On December 23, 2000, Elizabeth attended her first black tie event in the middle of a snow storm that left three feet on the ground before dawn. This was her third corporate event; the first, a heated discussion with Human Resources, followed seventy-two hours later by an all hands on deck strategy meeting. A week at West Palm and another in Orlando were already on the calendar.
When she arrived at the Party, she was approximately sixteen thousand, five hundred and sixty minutes old. Her food supply firmly established, she wanted for nothing and was quietly passed from one set of arms to the next. The infant belonged to the community and the community belonged to the girl.
We don't remember being twelve days old, but the events and people that shape our lives remember us. Discrete thoughts and memories are not innate, they are taught. A baby's world is a swirl of overlapping moments; taste, texture, smell, and sound are indistinguishable. Don't ever make the mistake of believing that any moment is missed or lost. It's all still right there.

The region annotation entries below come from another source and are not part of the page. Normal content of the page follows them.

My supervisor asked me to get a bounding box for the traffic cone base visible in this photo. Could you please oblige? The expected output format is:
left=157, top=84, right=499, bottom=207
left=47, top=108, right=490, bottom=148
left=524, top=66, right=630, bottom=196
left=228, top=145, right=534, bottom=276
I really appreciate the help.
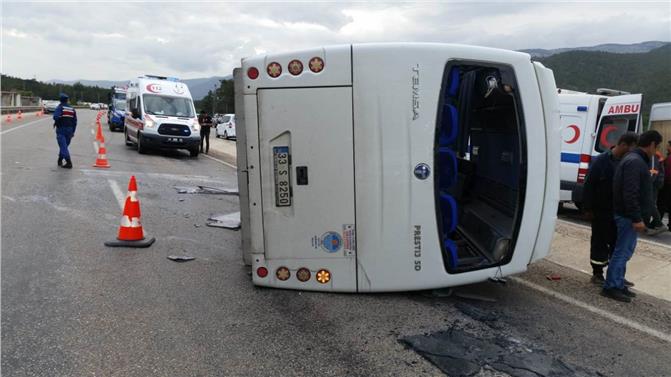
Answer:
left=105, top=236, right=156, bottom=248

There is a man in a tuxedo with a too tight shirt collar. He doesn't feel right. Compounded anxiety and tension are held at bay by brute force, although you can see it beginning to break though his pores. He stands surrounded by an onslaught of people and noise. Elizabeth, cradled in his arms for the first time, has temporarily cancelled the room. He looks at her face and pulls her closer. The gravity of human connection releases his shoulders and softens his face. I saw that vulnerability two days before he died. It was the same thing; the gravity of human connection releasing fear and pain one last time.
These moments wove themselves into her DNA; the gift of the last fairy.
In memory of Jeff "Sparky" Merriman, the last fairy.